In the cab back to Bethany's law offices, the attorney sat next to Salee in the back seat, smiled, curled up with her head on her client's shoulder and fell asleep. By the time they arrived she had woken up and was back to normal. Well, almost; there were lapses of concentration, as if a few dozen synapses had burned out, but otherwise okay. The attorney even managed some professional advice, in a stuttering, sporadic, bewildered monologue: there were plenty more steps to go...maybe the judge would want to see the work Grosvenor Interactive Interiors had done on the apartment, especially since she'd seemed to admire the kitchen...
especially
the island. "Maybe she'll use us to renovate her own place," Bethany said dreamily. "A new career for you and me. You know what? The law's just a bunch of crap."

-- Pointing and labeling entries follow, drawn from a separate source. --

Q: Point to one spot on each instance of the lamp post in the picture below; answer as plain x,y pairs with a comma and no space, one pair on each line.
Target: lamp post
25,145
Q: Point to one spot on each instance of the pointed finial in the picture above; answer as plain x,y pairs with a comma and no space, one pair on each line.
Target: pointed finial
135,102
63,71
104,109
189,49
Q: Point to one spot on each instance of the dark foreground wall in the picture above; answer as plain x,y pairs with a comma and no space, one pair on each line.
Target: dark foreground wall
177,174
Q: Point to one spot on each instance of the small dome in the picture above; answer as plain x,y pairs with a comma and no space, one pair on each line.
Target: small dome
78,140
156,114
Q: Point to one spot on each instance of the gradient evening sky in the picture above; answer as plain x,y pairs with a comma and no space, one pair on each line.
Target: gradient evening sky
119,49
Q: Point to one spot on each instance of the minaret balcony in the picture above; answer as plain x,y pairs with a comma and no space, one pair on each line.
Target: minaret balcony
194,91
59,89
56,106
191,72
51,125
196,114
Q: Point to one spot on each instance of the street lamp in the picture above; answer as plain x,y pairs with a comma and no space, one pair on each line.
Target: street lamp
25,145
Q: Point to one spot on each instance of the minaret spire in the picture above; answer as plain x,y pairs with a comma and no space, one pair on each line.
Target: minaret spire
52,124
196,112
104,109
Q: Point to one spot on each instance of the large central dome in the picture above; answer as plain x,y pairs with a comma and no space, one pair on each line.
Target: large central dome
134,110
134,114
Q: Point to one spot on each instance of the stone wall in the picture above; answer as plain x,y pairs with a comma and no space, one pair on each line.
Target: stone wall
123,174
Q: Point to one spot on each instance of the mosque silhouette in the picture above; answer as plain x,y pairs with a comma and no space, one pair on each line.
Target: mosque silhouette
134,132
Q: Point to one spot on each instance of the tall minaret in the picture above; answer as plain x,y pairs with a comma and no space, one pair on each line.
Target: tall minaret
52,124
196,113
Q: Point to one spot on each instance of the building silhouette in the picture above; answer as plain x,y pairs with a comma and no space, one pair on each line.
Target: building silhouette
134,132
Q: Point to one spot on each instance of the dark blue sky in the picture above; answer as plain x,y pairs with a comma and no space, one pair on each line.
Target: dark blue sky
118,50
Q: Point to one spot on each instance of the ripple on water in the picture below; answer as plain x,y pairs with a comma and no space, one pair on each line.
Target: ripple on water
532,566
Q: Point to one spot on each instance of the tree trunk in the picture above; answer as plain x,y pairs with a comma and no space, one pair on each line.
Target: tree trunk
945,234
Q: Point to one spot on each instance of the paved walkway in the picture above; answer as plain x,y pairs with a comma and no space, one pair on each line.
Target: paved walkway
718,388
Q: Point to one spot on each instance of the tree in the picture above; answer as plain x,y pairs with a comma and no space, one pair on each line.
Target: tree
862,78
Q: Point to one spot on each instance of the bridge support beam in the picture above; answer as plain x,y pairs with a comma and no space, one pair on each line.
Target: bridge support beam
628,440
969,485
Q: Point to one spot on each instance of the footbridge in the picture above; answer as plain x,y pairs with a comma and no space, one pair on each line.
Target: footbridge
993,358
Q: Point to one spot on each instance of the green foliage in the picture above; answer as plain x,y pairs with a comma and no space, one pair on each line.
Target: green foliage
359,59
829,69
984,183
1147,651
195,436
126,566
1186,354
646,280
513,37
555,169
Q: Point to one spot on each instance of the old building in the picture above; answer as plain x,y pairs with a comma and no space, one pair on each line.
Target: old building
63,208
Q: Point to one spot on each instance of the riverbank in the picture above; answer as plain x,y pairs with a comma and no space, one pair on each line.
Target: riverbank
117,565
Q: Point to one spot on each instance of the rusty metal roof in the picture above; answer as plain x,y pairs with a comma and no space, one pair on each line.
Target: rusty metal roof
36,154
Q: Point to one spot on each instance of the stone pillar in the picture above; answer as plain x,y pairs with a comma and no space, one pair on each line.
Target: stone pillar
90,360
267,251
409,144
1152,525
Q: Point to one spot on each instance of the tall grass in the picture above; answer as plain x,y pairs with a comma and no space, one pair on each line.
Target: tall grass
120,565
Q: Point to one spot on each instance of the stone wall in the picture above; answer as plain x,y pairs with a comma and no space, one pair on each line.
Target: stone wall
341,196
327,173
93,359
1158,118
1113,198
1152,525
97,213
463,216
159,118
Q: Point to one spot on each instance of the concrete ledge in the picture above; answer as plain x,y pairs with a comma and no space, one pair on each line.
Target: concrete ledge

Salee said: "Is there a gun shop around here? I need to buy a few." Given the attorney's vulnerable state, Salee didn't want to explain that Somchai had already tried to kill Aunt Mimi and was likely using one of his prison cell phones this very moment to talk to Thai thugs stateside, so she said: "It's so big, that apartment, there could be burglars at one end of the place and you wouldn't know until it was too late. Squatters even." Bethany told her where the gun shop was but would not go with her to buy any. The tall skinny attorney stood on the sidewalk and waved a hand to take in the cavernous street. "This entire city is a piece of stellar debris falling into a black hole. Slip your chains and take off, everybody."

*

 
At the gun shop, Salee assured the clerk that what she wanted was strictly for her own protection, strictly to keep at home; no way was she ever going to walk the streets of New York with a firearm in her handbag. She wasn't American, after all. The clerk said that if it was strictly for indoor use there was no point worrying too much about accuracy; what they needed to discuss was stopping power. Basically, the bigger the caliber, the more stopping power. In the end she bought a couple of ordinary looking pistols and a handgun with a barrel so wide you could stick a tube of toothpaste down it. That one only fired plastic bullets, though. The bullets were thicker than her thumb, a lot thicker, but they didn't do any real damage. What you had to do after you stunned the assailant with the plastic bullet was to hold the gun by the barrel and clonk him over the head. Salee had little strength in her arms so she would have to use momentum: a great arc so the handle came crashing down just behind his ear. She guessed there would be more than one thug, though, even in the first wave, unless Somchai was still having trouble with the banks. In a big apartment like that, a lone Thai boy from up-country was going to be too scared of ghosts. Anyway, a single assassin she could deal with, no problem. But, like Mimi said, Somchai would sooner or later send an army after her, there would be a great gun battle like in the movies. That's why she'd asked for a half dozen of the semi-automatic combat rifles, but the clerk said he couldn't sell her any unless she had the right license. It sounded like another job for attorney Bethany.